Possiamo affermare che il trattamento con l’imlifidase appare ben tollerato e con un elevato tasso di risposta valutata in termini di negativizzazione del cross match. Nei pazienti in cui tale farmaco è stato utilizzato per ottenere una desensibilizzazione non si sono osservati risultati differenti rispetto a quanto osservato utilizzando i protocolli standard di desensibilizzazione. In questa popolazione ad alto rischio, infatti, si è osservata una relativa stabilità della funzione dell’allotrapianto e un profilo di sicurezza a lungo termine senza incrementi significativi dei tassi di infezione o di malignità. Sebbene ulteriori studi possano definire l’utilizzo ottimale di questo nuovo agente, l’imlifidase costituisce un importante opzione per consentire il trapianto tra quei pazienti per i quali la dialisi a vita e la relativa morbilità possono essere l’unica alternativa. Al momento persistono dubbi circa il profilo di sicurezza del farmaco nel lungo periodo sebbene non siano evidenti particolari fenomeni di criticità.
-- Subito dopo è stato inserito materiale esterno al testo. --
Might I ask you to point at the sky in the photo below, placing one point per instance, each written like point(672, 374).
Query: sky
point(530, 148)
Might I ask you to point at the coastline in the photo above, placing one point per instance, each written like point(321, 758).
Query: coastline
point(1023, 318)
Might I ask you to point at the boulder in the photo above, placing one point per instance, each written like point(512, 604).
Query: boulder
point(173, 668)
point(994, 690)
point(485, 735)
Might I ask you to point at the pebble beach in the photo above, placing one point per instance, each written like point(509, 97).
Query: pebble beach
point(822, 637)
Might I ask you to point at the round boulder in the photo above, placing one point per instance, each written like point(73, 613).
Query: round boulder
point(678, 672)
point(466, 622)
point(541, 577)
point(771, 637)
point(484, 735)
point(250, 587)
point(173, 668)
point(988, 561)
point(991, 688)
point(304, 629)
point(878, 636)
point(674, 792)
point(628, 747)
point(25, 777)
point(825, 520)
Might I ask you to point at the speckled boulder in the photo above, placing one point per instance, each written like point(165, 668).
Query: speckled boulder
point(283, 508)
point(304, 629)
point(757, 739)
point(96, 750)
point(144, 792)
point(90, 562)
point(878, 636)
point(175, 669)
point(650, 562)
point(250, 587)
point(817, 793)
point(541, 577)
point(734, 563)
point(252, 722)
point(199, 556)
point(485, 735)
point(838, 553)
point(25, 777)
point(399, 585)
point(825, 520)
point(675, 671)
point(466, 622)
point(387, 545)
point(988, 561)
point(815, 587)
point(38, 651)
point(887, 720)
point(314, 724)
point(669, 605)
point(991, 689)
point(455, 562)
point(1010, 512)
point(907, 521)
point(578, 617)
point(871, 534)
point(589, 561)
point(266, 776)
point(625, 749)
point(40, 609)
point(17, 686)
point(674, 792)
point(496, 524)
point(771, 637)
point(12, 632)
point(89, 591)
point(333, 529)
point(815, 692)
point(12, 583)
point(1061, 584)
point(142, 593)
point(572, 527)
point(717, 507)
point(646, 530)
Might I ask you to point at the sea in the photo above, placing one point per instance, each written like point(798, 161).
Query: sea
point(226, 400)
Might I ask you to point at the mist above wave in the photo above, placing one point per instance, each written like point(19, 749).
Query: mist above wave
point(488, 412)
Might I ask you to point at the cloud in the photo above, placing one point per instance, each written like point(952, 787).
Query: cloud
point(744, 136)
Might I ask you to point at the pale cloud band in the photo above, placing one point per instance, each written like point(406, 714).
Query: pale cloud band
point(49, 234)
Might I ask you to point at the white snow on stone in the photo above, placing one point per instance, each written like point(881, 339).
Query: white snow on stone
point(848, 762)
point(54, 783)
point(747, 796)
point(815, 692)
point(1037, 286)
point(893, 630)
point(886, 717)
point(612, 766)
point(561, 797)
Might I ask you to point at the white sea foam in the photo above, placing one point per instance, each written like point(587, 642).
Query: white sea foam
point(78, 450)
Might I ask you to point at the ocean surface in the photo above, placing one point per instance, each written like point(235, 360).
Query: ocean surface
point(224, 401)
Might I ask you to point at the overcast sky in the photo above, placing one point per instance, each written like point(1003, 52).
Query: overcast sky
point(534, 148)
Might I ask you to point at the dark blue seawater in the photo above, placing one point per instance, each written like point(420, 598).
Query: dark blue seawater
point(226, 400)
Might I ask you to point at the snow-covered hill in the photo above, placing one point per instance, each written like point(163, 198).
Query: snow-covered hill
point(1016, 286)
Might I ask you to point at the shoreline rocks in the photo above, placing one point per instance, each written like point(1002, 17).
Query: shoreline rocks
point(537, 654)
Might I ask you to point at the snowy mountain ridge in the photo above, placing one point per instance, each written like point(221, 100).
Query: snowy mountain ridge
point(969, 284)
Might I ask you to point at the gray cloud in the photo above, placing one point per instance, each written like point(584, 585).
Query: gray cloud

Tale limitazione deriva dal fatto che il numero dei pazienti indagati è basso e per tale motivo sono necessari ulteriori studi in tal senso. Ulteriori target terapeutici sono in fase di studio e rappresenteranno un valido strumento da affiancare alle terapie desensibilizzanti attualmente in uso. Si evidenzia, comunque, la necessità di una attenta valutazione dei candidati al trattamento con imlifidase, in considerazione degli effetti sistemici del farmaco e delle possibili complicanze.